Saturday, June 30, 2012

Pat Buchanan Debunks the Woodrow Wilson Cultus

"Chiefs of state who bring peace and prosperity get snubbed," writes Peacenik Pat, "while Woodrow Wilson is deemed 'Great' or 'Near Great'" — Ranking the Presidents. More:
    Consider Warren G. Harding. After his 1920 landslide, he died in office in 1923. His successor, Calvin Coolidge, was elected in a landslide in 1924, and in 1928 Herbert Hoover won another Republican landslide. Yet historians rank Coolidge as mediocre and Harding among our worst presidents. Liberal ideology has never lacked for a warm dwelling place in the history departments of America’s universities.

    Wilson’s second term was an historic failure. After winning in 1916 on the slogan, “He kept us out of war!” he plunged us into a European bloodbath that produced 116,000 U.S. dead and a Versailles treaty that rewarded our imperial allies with new African, Middle East and Asian colonies, giving the lie to Wilson’s promise that this was a war to “make the world safe for democracy.”

    Wilson–not Harding, Coolidge or Hoover, all of whom tried to ease the vindictive terms imposed on a defeated but democratic Germany–set the table for Nazism. Adolf Hitler was born at Versailles.

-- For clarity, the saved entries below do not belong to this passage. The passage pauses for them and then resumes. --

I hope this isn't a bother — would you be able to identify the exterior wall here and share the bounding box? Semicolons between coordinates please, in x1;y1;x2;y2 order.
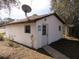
4;15;64;49
36;15;64;48
47;15;64;43
5;23;38;48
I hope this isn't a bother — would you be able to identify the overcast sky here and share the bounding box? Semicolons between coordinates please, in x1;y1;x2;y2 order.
0;0;52;19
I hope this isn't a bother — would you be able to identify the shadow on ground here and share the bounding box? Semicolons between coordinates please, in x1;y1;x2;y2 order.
12;40;52;57
50;38;79;59
37;47;52;57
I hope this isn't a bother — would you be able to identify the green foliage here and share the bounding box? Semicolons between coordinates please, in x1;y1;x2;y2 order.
51;0;79;25
0;32;5;41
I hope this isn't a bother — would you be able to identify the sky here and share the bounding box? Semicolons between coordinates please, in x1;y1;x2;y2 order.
0;0;52;19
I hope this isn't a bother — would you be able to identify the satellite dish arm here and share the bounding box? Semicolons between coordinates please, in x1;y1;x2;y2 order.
25;12;29;20
25;12;27;17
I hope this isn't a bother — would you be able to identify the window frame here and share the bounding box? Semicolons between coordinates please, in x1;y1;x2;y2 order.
25;25;31;33
59;25;61;31
42;25;47;35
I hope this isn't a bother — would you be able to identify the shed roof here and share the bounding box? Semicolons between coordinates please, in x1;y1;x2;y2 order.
0;13;65;26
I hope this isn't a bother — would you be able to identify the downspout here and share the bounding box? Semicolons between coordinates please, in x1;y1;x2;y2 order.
31;34;34;48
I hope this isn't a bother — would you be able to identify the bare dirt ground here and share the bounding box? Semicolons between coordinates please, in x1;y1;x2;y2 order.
0;41;53;59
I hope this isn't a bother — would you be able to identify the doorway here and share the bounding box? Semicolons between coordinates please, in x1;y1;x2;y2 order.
42;24;48;46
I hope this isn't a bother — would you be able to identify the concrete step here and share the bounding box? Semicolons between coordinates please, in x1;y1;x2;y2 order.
43;46;70;59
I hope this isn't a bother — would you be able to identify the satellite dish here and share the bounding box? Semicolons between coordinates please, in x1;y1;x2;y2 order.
22;4;32;13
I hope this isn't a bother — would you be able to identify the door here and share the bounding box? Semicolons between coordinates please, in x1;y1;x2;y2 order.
42;24;48;46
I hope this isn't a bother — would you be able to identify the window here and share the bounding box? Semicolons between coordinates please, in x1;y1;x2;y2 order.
59;25;61;31
38;25;41;31
25;25;31;33
44;18;47;21
42;25;46;35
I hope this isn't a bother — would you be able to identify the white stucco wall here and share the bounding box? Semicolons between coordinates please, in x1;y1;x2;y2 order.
36;15;64;48
4;15;64;49
47;15;64;43
5;23;38;48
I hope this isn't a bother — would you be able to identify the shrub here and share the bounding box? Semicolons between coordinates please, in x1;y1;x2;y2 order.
0;32;5;41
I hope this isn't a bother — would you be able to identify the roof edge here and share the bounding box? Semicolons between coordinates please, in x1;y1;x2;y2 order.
0;13;65;27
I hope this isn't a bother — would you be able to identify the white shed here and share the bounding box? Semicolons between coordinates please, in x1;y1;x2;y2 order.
2;13;65;49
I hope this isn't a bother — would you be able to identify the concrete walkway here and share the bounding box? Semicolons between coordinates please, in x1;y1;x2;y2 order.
43;46;70;59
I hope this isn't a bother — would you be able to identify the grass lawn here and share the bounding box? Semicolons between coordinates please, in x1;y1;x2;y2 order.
50;38;79;59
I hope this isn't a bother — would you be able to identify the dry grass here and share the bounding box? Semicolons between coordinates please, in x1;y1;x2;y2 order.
0;41;53;59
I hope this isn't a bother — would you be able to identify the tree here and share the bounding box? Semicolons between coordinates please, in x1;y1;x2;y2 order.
51;0;79;25
0;0;20;15
0;0;20;25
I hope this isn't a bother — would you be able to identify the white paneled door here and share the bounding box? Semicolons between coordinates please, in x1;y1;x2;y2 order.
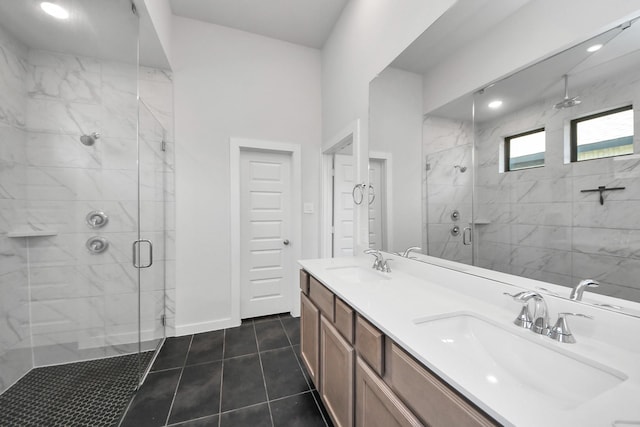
333;153;354;257
240;150;292;318
368;158;384;249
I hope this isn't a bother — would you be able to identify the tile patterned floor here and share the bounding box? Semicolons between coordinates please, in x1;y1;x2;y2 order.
119;314;333;427
0;352;152;427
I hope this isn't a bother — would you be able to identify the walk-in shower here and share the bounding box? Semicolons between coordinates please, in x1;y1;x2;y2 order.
0;0;174;424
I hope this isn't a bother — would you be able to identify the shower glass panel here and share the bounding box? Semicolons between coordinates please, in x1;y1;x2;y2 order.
136;100;167;377
0;0;166;396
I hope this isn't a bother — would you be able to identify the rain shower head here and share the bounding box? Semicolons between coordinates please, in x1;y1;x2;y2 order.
80;132;100;146
553;75;581;109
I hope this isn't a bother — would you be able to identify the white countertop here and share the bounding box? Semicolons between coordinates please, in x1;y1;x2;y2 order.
298;255;640;427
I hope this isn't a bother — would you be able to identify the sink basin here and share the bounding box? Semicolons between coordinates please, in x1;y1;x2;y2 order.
413;312;627;410
325;265;391;283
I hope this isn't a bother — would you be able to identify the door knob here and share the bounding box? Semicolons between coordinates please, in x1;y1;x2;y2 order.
283;239;290;245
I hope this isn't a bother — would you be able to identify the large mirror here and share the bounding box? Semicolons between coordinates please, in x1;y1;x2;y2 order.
369;6;640;312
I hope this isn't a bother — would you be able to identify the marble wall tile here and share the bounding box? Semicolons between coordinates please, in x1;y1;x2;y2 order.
511;224;572;251
0;47;27;128
573;227;640;259
26;98;101;135
26;200;137;234
26;60;101;104
0;236;28;275
423;116;473;155
100;73;137;139
100;136;137;171
27;132;101;169
510;246;572;276
510;202;573;227
26;166;102;201
0;22;32;393
27;50;101;74
573;201;640;229
2;46;175;367
0;347;32;392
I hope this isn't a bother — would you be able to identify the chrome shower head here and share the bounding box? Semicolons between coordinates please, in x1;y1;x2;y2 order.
553;75;581;110
80;132;100;146
454;165;467;173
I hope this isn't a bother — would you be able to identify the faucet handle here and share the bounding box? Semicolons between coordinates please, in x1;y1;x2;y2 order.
380;259;392;273
549;312;593;344
503;292;533;329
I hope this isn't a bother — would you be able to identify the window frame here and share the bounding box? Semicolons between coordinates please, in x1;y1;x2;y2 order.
504;127;546;172
570;104;633;163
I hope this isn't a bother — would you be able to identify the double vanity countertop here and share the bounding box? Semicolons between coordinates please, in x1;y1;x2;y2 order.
298;255;640;427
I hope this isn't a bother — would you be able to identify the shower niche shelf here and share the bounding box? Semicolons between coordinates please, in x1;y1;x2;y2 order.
8;230;58;238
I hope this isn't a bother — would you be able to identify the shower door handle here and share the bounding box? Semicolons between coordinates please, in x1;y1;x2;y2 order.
132;239;153;268
462;227;472;246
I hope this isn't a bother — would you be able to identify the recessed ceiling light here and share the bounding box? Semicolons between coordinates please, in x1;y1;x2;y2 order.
488;100;503;109
41;2;69;20
587;43;603;53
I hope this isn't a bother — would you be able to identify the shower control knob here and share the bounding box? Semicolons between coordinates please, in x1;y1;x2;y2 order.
283;239;290;246
86;211;108;229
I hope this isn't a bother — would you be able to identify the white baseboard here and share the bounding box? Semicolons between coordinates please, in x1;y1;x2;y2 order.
173;317;240;336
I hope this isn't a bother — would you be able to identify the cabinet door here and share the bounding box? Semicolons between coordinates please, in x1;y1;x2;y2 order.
300;293;320;387
355;357;423;427
320;315;354;427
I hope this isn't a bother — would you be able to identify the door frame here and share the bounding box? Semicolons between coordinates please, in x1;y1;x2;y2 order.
321;119;363;257
369;151;393;251
230;138;302;322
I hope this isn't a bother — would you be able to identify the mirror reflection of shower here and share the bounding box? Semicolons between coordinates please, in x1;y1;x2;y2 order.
80;132;100;146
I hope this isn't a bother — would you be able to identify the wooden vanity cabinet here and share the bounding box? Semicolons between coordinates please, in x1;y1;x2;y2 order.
355;357;422;427
320;316;355;427
300;292;320;386
299;269;497;427
386;343;497;427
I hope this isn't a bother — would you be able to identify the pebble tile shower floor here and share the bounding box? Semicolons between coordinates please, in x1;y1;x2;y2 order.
0;351;153;426
119;313;333;427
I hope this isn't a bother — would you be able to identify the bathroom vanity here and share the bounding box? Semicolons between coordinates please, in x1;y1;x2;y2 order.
298;255;640;427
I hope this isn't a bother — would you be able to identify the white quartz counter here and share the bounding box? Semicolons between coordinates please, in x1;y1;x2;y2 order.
298;255;640;427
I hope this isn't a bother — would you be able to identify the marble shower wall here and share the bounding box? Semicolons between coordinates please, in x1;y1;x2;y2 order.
423;116;473;264
23;50;175;366
475;65;640;302
0;23;32;394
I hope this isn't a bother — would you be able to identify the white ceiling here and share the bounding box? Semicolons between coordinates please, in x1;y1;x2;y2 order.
0;0;170;69
429;18;640;123
391;0;531;75
169;0;348;49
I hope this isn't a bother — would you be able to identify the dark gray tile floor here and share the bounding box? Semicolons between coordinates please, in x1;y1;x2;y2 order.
120;313;333;427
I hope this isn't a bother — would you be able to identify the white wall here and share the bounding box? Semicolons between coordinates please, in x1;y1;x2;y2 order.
141;0;173;66
422;0;640;114
321;0;456;252
369;67;423;253
172;17;322;334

    In 1918, Wilson lost both houses of Congress, and his party was crushed in 1920. Americans concluded that his second term had been a failure. Yet historians mark him as Great or Near Great.

    Harding brought us out of the Wilson depression of 1919-1920 without any Obama-like intervention in the economy, cut the income tax rate by two-thirds, gave us the Washington Naval Agreement, the greatest arms reduction treaty in history, and worked to alleviate the most onerous aspects of the Versailles treaty that Wilson had imposed on Germany.

    Harding and Coolidge gave America the greatest prosperity it had ever known, the Roaring Twenties, and the people rewarded them accordingly.